Businesses unprepared for cyber attacks, warn cyber professionals

Industry-wide discrepancy

The report also reveals an industry-wide discrepancy between how long it takes from when an organisation’s network is compromised to when they become aware of the event.

When ranking their capabilities, cyber pros voted “detection” as their strongest area (40%), with respondents reporting it takes an average of six hours to discover an incident, but other studies have revealed that in reality, the “time to detect” is drastically different.

Time to detection ranges from 24 hours, according to the 2017 SANS Incident Response Survey, to 49 days, according to the 2017 Trustwave Global Security Report, while it can take up to 99 days, according to Mandiant’s M-Trends 2017 Report.

The RedSeal Resilience Report said that despite detection being considered the security teams’ greatest strength, companies are struggling and not fully informed, citing as an example the fact that Sonic did not know it had been hacked until their credit card processor informed them of unusual activity.

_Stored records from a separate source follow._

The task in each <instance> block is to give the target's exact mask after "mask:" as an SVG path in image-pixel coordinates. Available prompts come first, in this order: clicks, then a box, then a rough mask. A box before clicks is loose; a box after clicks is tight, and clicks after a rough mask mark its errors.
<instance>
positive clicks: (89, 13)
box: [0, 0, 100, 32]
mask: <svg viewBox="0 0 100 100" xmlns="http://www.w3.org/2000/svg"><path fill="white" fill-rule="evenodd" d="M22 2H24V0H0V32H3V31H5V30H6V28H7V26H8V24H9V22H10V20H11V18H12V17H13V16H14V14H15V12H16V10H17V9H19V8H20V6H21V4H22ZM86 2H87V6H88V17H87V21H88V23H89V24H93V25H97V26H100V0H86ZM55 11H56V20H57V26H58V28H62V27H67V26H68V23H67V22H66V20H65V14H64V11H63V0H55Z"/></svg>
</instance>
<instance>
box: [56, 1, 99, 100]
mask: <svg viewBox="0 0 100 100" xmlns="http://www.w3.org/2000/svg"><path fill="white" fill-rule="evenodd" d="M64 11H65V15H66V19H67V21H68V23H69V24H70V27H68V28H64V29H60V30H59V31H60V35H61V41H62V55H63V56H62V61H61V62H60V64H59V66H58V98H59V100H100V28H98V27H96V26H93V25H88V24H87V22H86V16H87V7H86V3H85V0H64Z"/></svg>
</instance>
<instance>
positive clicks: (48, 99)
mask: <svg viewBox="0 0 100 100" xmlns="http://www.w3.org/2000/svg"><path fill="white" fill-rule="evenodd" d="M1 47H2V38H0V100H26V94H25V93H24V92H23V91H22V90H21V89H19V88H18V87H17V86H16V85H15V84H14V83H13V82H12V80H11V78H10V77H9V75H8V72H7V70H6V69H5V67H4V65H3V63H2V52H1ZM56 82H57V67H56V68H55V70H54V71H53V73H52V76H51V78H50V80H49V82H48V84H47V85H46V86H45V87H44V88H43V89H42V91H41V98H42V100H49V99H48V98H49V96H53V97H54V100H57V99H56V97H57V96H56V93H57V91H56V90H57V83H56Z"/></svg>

Sonic acknowledged the breach, which compromised more than five million credit cards, only 11 days after the first batch of cards were uploaded for sale.

External regulations

Fourth, the poll revealed that in many cases compliance and not strategy is driving security planning, with 97% of respondents reporting that external regulations play a major role in their cyber security and resilience planning and implementation.

The RedSeal poll reveals that 92% of organisations have had to adapt the way that they meet regulatory requirements due to the use of public cloud platforms such as Amazon Web Services (AWS) and Microsoft Azure, while 12% said their organisations had to do a total rethink, and 49% said they had to make significant changes.

Only 27% are completely confident their IT systems can support regulatory requirements, which means 73% of companies might not meet the requirements for using public clouds and may be more exposed to attacks and breaches.

“Having any one of these four areas – resources, preparation, detection and overarching strategy –  in crisis is dangerous. Combined, they’re the harbinger of security disaster for any organisation,” said Ray Rothrock, CEO and chairman of RedSeal.

“This report underscores the urgency for the leaders of cyber strategy to pivot and aggressively pursue resilience, the ability to maintain business as usual while navigating an attack, as the new gold standard. Being prepared is the best defence.”

Cyber risk a business risk

CEOs must recognise cyber risk is also a business risk, and it should be treated as such, said Rothrock. “Yes, they should deploy security software and be prepared to fend off would-be hackers. However, technology alone is no longer sufficient for protecting an organisation’s data and reputation. They must support their tactics – and their business – with an informed strategic approach to cyber security,” he told Computer Weekly.

Businesses will eventually be compromised if any one of these areas is at risk, or not performing at its best, said Rothrock. 

“The fact that respondents pointed to all four as being at risk is a huge red flag. Moreover, nearly everyone (97%) reports that external regulations play a major role in their cyber security and resilience planning and implementation.  

“That means they’re paying attention to the rules. However – given they also report they last created a map of their entire network nine months ago –  there’s no way to know if their most valuable assets are accessible to bad actors,” he said.

Operational resilience

Asked what the most urgent call to action would be, Rothrock said operational resilience – proactively managing through a crisis – is the new gold standard overall.

“On the cyber front, digital resilience – the ability to contain the bad guys when they’re inside your network, and protect high-value assets like customer data and content from exfiltration – will protect your networks and your vital financial assets. 

“So, it’s important to know your network inside out. Know what’s important to your business and your customers, where it is, and make sure it’s secure. Our research showed 79% of senior IT professionals don’t believe they have the correct access to insights in order to prioritise their response to a breach.

“Networks change by the minute, and not only are organisations waiting the best part of a year to map or blueprint their entire network, but they are not updating their response plan in that time either.

“Tony A Gaskins reputedly said: “Success is never an accident; it’s always the result of a plan. They say chance favours the prepared, so get prepared and stay ready.”